Nos cellules, dans leur immense majorité, sont ainsi pourvues à leur surface d'une série de molécules très polymorphes, donc différentes d'un individu à l'autre. Ces molécules sont codées par au moins quatre loci présents sur le chromosome 6. Ce sont les gènes HLA-A, B, C et DR. Chacun de ces quatre gènes peut présenter de 10 à 60 variantes. Chaque homme a reçu une combinaison A, B, C, DR, l'une de son père et l'autre de sa mère. La combinatoire des différentes possibilités entraîne un nombre d'arrangements qui se compte par millions. Nous commençons à savoir que chacune de ces molécules présente encore bien d'autres variantes décelées par d'autres méthodes que la simple sérologie. Enfin, de nouveaux loci sont en voie de description, ce qui amène à penser que le nombre des combinaisons est pratiquement illimité. S'y ajoute encore le polymorphisme extrême de certains composants du complément comme le C4 dont les gènes sont voisins de ceux du système HLA.

Ainsi, déjà au niveau du complexe majeur d'histocompatibilité, millième partie de notre génome, on peut dire que chaque homme est unique (en dehors, bien sûr, des vrais jumeaux). Ce qui, à mon sens, est peut-être encore le plus étonnant n'est pas tant la diversité entre individus d'une même espèce mais l'unicité de l'espèce malgré cette diversité.

L'aventure de la découverte du système HLA est une des plus exaltantes de la biologie moderne, en ce sens qu'elle a permis l'ouverture, l'un après l'autre, de nouveaux et fascinants domaines de recherche suivis très rapidement d'applications.

En 1952 débute l'observation d'une forte agglutination de leucocytes lors du mélange du sérum d'un individu avec les leucocytes d'un autre individu. Ce phénomène était dû sans doute à la présence, à la surface des leucocytes, de structures définissant de nouveaux groupes sanguins. Il nous a paru logique que ces structures puissent jouer un rôle dans les transplantations. Fallait-il encore en apporter la preuve. C'est ici qu'un groupe d'admirables volontaires a joué un rôle capital, puisque nous avons pu procéder sur eux à des greffes de peau et vérifier qu'effectivement la survie d'une greffe est d'autant plus longue que la compatibilité des structures leucocytaires des individus était plus élevée.

Une nouvelle preuve de la justesse de cette hypothèse a été apportée par l'étude de la survie des greffes de reins.

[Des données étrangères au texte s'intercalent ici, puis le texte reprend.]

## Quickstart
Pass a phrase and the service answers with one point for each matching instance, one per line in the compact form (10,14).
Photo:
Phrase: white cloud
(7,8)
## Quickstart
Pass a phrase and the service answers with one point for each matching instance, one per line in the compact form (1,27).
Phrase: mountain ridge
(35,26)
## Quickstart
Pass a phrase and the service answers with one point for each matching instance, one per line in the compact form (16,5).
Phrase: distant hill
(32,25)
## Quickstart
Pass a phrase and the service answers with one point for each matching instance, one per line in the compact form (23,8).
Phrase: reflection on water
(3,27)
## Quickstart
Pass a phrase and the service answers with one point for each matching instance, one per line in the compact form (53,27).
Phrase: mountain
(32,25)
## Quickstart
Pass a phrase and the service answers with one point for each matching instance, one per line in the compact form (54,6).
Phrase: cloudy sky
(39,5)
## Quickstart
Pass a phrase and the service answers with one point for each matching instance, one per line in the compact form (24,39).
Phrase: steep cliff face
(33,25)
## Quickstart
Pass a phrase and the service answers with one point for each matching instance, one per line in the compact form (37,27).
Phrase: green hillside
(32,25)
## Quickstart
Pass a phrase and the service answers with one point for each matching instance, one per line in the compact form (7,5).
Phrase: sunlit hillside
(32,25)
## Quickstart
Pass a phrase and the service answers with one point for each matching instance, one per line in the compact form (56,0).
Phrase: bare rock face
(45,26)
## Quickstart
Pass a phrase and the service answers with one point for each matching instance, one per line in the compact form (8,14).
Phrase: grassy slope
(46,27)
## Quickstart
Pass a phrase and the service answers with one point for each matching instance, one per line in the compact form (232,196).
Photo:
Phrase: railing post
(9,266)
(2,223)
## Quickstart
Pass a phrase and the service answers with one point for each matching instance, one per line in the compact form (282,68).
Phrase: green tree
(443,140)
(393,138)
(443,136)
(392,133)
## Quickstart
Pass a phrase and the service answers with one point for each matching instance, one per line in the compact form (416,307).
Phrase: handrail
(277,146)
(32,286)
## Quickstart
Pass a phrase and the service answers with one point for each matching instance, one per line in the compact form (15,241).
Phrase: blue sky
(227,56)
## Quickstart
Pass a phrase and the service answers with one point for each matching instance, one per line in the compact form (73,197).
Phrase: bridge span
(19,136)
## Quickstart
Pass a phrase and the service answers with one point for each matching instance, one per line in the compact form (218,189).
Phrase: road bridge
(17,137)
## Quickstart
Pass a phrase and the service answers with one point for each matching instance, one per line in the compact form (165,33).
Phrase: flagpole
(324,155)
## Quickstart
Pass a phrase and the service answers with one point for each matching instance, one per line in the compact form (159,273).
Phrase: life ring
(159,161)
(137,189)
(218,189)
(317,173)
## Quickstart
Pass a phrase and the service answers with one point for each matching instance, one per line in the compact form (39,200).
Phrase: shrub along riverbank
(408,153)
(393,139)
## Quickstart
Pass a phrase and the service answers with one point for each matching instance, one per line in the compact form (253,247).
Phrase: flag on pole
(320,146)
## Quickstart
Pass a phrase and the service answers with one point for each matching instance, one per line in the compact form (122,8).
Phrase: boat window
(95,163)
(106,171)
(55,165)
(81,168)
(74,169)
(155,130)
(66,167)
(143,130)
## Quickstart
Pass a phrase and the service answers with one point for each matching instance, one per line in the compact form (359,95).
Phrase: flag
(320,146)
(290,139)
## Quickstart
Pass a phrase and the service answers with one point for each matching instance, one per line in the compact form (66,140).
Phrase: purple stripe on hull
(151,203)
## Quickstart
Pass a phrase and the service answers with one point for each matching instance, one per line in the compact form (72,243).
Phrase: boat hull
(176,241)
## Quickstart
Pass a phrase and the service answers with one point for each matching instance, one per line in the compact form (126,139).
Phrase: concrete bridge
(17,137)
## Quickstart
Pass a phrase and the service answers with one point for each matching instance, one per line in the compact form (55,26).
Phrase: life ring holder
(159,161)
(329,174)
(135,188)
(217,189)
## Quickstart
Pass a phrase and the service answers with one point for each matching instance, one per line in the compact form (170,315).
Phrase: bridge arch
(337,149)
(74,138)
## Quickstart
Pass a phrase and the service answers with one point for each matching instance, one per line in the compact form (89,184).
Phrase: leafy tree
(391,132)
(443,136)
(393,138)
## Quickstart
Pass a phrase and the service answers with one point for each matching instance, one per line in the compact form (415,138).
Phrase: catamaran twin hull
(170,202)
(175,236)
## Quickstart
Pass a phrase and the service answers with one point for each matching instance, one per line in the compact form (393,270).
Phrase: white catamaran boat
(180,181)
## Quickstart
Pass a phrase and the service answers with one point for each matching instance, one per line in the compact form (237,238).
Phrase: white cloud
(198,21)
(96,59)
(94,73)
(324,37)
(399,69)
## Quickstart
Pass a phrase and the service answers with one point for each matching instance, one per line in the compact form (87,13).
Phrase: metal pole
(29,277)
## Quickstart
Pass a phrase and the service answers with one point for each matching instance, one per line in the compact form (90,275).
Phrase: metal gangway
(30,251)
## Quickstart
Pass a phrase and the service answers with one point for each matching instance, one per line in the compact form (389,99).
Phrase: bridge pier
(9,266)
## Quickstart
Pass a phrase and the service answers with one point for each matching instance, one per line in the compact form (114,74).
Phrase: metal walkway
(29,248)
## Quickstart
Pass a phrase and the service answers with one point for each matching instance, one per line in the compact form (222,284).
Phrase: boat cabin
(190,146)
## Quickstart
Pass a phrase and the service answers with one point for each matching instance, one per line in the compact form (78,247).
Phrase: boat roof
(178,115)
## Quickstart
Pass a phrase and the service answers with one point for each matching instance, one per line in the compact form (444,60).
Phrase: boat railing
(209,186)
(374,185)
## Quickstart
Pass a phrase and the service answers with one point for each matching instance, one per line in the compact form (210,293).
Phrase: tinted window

La compatibilité HLA entre donneur et receveur constitue l'élément-clé du devenir à court et long terme du greffon.

Depuis, ces travaux ont été appliqués à la transplantation d'autres organes : le coeur, le foie, le pancréas. La greffe de moelle donne d'excellents résultats dans le cas d'aplasie médullaire et dans certaines formes de leucémies. Mais la greffe de moelle n'est possible que si le malade a un frère ou une sœur HLA identique. Nous espérons un jour surmonter cette barrière de compatibilité stricte et accroître alors considérablement le nombre de personnes pouvant bénéficier d'une greffe de moelle osseuse.

La nécessité de comprendre les crises de rejet et les rejets définitifs a incité un nombre considérable de recherches dans le monde entier. Elles sont encore en cours mais ont déjà apporté une moisson d'une richesse extraordinaire.

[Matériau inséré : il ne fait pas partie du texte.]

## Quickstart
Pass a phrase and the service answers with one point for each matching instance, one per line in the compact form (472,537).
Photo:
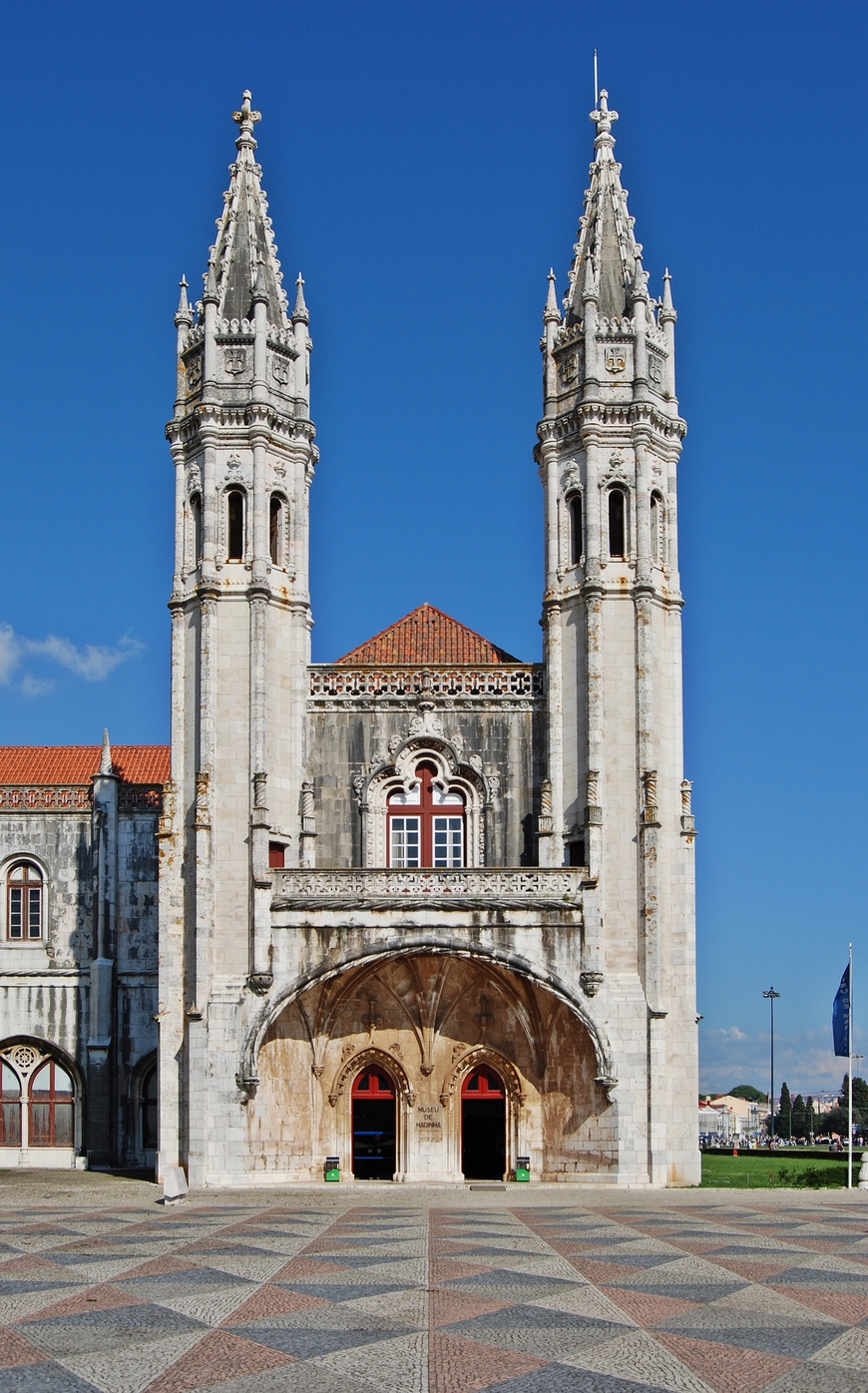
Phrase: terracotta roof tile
(76,763)
(428,636)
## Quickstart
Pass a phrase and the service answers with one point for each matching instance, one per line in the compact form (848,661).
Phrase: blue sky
(425,166)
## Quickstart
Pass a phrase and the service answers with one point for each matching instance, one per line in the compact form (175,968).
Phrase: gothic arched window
(24,887)
(277,530)
(234,517)
(577,548)
(196,513)
(10,1107)
(618,524)
(656,527)
(50,1111)
(427,823)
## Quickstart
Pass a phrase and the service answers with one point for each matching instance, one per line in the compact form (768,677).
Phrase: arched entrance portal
(373,1125)
(484,1125)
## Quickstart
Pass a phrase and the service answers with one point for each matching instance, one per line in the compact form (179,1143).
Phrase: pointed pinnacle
(260,292)
(666,312)
(551,312)
(640,281)
(299,312)
(245,119)
(183,313)
(211,285)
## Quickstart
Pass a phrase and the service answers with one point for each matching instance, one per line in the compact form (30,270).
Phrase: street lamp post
(770,998)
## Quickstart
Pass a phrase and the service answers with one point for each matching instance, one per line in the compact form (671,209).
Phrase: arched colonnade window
(38,1100)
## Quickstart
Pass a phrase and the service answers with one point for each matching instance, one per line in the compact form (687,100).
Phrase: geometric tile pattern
(396,1297)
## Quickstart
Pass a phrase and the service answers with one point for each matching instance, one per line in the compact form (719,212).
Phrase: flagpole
(850,1080)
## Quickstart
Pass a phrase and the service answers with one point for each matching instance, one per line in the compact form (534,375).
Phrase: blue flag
(840,1016)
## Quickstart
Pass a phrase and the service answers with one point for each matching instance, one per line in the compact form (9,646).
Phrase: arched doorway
(148,1116)
(484,1125)
(373,1125)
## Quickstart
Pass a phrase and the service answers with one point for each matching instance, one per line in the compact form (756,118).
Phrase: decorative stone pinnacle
(604,119)
(245,119)
(105,758)
(551,312)
(183,313)
(260,291)
(301,309)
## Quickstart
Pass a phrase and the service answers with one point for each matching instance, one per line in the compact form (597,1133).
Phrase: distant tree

La réaction allogénique qui conduit au rejet de la greffe commence à être mieux connue, avec son versant d'immunité et de défense et son versant de tolérance. Le rejet apparaît comme un déséquilibre en faveur du premier versant. Une mécanique extraordinairement subtile qui fait osciller, au travers des messages portés par les lymphokines, notre organisme entre rejet et tolérance - états caractérisés, pour le premier, par la production des anticorps et des cellules cytotoxiques et, pour le second, par l'élaboration de facteurs et de cellules exerçant une action suppressive.

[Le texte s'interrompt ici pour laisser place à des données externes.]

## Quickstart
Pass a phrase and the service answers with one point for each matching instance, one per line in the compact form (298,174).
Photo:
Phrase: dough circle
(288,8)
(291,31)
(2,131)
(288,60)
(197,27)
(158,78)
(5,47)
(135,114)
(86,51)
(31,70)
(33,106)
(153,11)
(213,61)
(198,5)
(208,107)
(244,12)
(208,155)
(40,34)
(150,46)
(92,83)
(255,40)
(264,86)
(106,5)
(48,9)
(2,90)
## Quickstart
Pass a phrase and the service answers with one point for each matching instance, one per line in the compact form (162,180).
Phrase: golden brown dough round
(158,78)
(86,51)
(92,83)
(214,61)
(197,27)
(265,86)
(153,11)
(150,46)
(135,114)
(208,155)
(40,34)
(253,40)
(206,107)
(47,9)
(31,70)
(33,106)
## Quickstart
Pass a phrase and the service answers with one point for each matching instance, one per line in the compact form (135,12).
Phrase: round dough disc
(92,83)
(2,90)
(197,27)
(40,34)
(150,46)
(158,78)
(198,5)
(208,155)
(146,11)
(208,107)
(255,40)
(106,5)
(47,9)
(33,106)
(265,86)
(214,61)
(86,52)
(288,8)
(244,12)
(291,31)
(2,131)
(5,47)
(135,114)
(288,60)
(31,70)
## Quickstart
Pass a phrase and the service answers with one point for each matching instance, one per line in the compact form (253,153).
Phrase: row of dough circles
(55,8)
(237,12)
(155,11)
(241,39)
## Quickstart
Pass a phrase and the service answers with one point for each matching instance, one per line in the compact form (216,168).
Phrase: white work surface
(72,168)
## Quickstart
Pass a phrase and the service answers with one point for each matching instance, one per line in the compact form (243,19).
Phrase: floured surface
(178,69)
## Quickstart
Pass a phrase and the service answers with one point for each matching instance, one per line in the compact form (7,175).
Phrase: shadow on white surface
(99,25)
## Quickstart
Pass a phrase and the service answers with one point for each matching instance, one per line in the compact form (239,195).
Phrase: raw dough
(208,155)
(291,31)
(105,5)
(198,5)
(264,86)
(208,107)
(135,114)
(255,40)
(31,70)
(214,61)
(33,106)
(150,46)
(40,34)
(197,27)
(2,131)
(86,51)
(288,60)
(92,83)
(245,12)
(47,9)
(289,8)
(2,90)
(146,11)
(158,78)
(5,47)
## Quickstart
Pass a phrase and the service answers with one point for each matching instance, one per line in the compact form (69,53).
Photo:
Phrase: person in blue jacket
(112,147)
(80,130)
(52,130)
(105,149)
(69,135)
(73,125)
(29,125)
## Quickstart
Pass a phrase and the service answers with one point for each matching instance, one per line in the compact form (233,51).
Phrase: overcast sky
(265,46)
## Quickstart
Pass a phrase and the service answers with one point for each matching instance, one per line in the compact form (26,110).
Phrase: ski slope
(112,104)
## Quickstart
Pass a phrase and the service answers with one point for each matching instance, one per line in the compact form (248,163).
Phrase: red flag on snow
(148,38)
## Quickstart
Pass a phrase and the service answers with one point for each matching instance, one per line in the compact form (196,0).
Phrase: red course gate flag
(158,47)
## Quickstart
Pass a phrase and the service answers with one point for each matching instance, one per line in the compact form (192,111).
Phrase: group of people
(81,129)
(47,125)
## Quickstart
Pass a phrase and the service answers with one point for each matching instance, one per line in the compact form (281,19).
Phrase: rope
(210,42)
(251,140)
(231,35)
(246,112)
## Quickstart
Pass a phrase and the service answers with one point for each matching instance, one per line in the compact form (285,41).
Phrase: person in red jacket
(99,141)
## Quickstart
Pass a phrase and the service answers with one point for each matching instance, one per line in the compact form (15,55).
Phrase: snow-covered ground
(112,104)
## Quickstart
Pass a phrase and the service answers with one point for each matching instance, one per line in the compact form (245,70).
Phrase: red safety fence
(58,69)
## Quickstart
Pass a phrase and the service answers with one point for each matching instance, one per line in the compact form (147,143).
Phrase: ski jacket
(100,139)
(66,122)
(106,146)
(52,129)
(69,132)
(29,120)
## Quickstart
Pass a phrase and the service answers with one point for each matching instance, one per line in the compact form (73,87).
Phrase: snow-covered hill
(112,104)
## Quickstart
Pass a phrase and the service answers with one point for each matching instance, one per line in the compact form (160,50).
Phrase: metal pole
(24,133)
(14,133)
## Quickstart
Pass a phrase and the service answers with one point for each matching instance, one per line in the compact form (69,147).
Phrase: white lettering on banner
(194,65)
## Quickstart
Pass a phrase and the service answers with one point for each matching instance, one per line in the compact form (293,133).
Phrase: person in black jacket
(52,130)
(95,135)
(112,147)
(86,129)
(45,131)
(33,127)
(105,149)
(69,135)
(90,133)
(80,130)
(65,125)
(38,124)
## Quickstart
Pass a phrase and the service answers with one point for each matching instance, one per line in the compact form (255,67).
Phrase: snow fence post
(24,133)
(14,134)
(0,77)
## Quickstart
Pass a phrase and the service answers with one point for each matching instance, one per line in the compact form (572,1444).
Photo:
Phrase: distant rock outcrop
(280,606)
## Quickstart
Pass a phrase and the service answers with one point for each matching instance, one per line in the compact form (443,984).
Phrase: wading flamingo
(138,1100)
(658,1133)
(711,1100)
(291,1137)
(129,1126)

Après la découverte de la reine de ces associations, la spondylarthrite ankylosante et HLA-B27, un nombre considérable d'autres affections (à l'heure actuelle une cinquantaine) a été répertorié, cette association apportant parfois aux praticiens une aide diagnostique, voire pronostique. Mais, le mécanisme intime de ces associations nous échappe encore car, paradoxalement, elles ne sont pas observées avec les classiques maladies infectieuses mais plutôt avec des maladies de système, d'étiologie inconnue, et souvent suspectées d'origine virale mal définie. Beaucoup, sinon toutes les maladies auto-immunes, sont concernées.